Po pierwszej części sezonu zasadniczego Zooleszcz Gwiazda plasuje się w strefie spadkowej (przedostatnie miejsce z 11 pkt).
- Pięć meczów przegraliśmy 2:3, a w czterech z nich prowadziliśmy 2:1 [m.in. z Polonią - przyp. red.]. Mam nadzieję, że limit pecha na ten sezon już wyczerpaliśmy - mówi Zbigniew Leszczyński, menedżer i główny sponsor bydgoskiej ekipy.
Dziś, na otwarcie rundy rewanżowej, domowy mecz z Polonią Bytom, która jest na trzecim miejscu od końca i wyprzedza Zooleszc gwiazdę ledwie o 1 oczko. To będzie więc spotkanie o „6 punktów”!
Leszczyński wystawia silny skład z Hindusem Sathiyanem Gnanasekaranem oraz Rosjaninem Wiaczesławem Burowem na czele. Wśród gości najprawdopodobniej zabraknie Pawła Chmiela (uraz barku).
Od połowy lutego nasza ekipa będzie jeszcze silniejsza, bo do drużyny dołączyć ma 22-letni Chińczyk Cai Wei.
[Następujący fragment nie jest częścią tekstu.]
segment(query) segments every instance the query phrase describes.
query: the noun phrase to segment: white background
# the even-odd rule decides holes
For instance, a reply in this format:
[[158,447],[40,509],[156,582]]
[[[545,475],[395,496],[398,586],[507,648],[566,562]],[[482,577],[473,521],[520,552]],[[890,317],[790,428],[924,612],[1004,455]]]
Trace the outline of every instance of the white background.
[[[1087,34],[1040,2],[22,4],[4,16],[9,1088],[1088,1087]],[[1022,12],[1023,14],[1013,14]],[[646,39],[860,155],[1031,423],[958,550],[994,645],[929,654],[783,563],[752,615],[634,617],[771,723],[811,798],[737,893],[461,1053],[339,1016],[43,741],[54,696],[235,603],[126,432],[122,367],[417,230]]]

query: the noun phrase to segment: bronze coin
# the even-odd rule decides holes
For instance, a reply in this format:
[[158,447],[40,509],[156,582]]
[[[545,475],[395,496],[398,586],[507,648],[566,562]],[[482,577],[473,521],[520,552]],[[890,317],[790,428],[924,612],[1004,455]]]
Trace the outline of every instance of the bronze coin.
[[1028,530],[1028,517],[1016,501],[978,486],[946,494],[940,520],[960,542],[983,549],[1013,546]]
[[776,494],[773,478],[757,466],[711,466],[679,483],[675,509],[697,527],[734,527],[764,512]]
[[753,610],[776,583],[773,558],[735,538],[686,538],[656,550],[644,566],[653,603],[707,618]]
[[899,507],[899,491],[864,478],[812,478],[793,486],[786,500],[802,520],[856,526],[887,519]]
- Nie ukrywam, że bardzo na niego liczę. Cai Wei jest podstawowym graczem w chińskiej Superlidze - mówi Zbigniew Leszczyński. - Rok temu mieliśmy Zhai Chao, który w rodzimej lidze był rezerwowym, ale u nas spisywał się dobrze i dzięki niemu pięliśmy się w górę tabeli. Mam nadzieję, że z Cai Wei będzie podobnie.